Et c’est là qu’achoppe la protestation des étudiants exigeant qu’on leur parle de l’économie telle qu’elle est et non telle qu’elle devrait être : les professeurs qu’ils réclament à cor et à cris ne sont pas nécessairement économistes, bien pire encore : la plupart ne le sont précisément pas ! Oui, Daniel Kahneman a bien révolutionné la « science » économique en dynamitant l’idée que l’homo oeconomicus optimise rationnellement son comportement, il a même obtenu le prix Nobel d’économie en 2002 pour son « économie comportementale », mais il n’est pas économiste : son seul diplôme est celui de docteur en psychologie. Oui, j’enseigne personnellement la finance et l’économie critique que les étudiants en économie voudraient entendre, mais c’est une faculté de droit qui m’a proposé de le faire, à la VUB.
A quelques très rares exceptions près (les Michel Aglietta, Frédéric Lordon, Bruno Colmant, le regretté Bernard Maris, et quelques autres), la véritable science économique, est aujourd’hui produite ailleurs que dans les départements d’économie ou les écoles de commerce. Les étudiants en économie qui protestent pour qu’un meilleur enseignement leur soit prodigué n’obtiendront pas gain de cause parce que les professeurs qu’ils réclament ne seront jamais nommés. Que ceux-ci soient politologues, physiciens, sociologues, psychologues ou anthropologues, il leur manque les qualifications pour enseigner dans une faculté d’économie ou une école de commerce : le diplôme d’économiste leur fait défaut.
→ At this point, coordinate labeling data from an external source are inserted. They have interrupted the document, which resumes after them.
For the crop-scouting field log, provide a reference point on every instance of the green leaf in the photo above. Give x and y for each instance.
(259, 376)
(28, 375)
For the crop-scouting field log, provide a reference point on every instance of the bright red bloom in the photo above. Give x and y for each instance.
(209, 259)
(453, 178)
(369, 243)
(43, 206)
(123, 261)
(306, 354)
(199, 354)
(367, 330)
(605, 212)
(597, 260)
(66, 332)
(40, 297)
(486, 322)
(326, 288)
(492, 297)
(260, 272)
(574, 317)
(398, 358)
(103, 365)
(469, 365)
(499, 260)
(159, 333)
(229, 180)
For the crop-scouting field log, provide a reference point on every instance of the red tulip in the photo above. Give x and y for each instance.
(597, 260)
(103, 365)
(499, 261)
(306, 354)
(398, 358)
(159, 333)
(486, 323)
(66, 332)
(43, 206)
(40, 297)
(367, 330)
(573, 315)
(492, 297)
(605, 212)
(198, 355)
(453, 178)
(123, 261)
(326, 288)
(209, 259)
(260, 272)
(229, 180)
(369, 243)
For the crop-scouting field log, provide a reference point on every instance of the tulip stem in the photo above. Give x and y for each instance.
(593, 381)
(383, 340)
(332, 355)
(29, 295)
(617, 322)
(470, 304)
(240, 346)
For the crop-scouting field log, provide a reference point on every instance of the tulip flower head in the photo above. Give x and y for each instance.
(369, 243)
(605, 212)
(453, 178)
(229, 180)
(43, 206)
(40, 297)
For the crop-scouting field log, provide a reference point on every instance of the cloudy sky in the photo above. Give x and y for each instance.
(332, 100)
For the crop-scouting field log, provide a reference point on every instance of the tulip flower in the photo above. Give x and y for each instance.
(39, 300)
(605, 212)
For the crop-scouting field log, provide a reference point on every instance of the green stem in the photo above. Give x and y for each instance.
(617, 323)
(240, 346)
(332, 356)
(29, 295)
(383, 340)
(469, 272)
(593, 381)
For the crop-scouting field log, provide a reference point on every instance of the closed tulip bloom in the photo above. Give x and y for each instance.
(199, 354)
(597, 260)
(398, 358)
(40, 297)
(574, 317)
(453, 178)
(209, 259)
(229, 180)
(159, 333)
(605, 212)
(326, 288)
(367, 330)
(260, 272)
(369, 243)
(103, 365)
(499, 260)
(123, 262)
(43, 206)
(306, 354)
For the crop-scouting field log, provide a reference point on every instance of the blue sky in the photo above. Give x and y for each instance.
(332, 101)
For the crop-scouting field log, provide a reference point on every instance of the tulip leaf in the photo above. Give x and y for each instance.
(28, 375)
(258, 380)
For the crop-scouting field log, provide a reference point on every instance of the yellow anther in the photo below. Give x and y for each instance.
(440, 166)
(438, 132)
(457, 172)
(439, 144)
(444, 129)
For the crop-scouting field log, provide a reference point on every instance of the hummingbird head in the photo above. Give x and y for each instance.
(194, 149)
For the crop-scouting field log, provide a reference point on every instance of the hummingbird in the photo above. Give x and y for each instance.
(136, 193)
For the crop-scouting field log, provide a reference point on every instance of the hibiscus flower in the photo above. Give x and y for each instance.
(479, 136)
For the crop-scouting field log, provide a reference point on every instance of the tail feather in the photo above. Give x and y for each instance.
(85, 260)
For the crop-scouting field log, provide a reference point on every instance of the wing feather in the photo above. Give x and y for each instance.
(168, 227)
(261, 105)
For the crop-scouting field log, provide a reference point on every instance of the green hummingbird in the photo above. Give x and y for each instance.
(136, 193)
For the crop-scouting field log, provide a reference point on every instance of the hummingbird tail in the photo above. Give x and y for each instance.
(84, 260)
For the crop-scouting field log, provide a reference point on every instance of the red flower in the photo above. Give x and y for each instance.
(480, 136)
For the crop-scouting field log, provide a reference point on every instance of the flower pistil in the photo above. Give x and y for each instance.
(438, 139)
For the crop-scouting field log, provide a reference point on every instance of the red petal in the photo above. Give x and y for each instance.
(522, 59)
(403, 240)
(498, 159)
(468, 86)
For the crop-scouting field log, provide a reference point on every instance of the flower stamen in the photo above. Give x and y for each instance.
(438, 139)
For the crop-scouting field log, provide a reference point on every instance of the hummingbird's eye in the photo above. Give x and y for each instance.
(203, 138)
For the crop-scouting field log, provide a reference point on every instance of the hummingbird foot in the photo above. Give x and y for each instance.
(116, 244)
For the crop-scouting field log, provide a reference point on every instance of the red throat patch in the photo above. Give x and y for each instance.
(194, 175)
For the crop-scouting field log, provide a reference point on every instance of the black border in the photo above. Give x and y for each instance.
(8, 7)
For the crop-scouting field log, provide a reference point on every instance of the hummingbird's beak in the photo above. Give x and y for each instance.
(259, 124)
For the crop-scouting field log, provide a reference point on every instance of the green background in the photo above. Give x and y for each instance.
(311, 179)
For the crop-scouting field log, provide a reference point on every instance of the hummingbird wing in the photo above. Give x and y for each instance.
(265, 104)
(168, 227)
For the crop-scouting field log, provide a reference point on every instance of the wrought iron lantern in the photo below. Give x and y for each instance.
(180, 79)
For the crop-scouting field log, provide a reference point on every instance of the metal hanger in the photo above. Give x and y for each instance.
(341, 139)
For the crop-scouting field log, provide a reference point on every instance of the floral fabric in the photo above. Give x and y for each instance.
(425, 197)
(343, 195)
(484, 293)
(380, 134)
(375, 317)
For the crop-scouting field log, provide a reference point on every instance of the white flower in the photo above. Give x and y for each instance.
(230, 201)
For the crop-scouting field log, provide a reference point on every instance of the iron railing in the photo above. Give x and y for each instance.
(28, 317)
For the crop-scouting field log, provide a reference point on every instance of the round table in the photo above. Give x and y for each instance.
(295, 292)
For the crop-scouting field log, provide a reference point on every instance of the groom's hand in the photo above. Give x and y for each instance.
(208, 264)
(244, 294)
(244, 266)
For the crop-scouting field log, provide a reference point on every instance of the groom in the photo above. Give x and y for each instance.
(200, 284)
Dans les entretiens que nous avons accordés au journaliste Marc Lambrechts, Bruno Colmant et moi-même proposons de Penser l’économie autrement (éditions Fayard 2014). Les étudiants en économie veulent cela eux aussi. Il faut modifier les institutions pour leur en donner les moyens ! ž
(*) Donald MacKenzie, “An Engine, Not a Camera, How Financial Models Shape Markets”, The MIT Press 2006.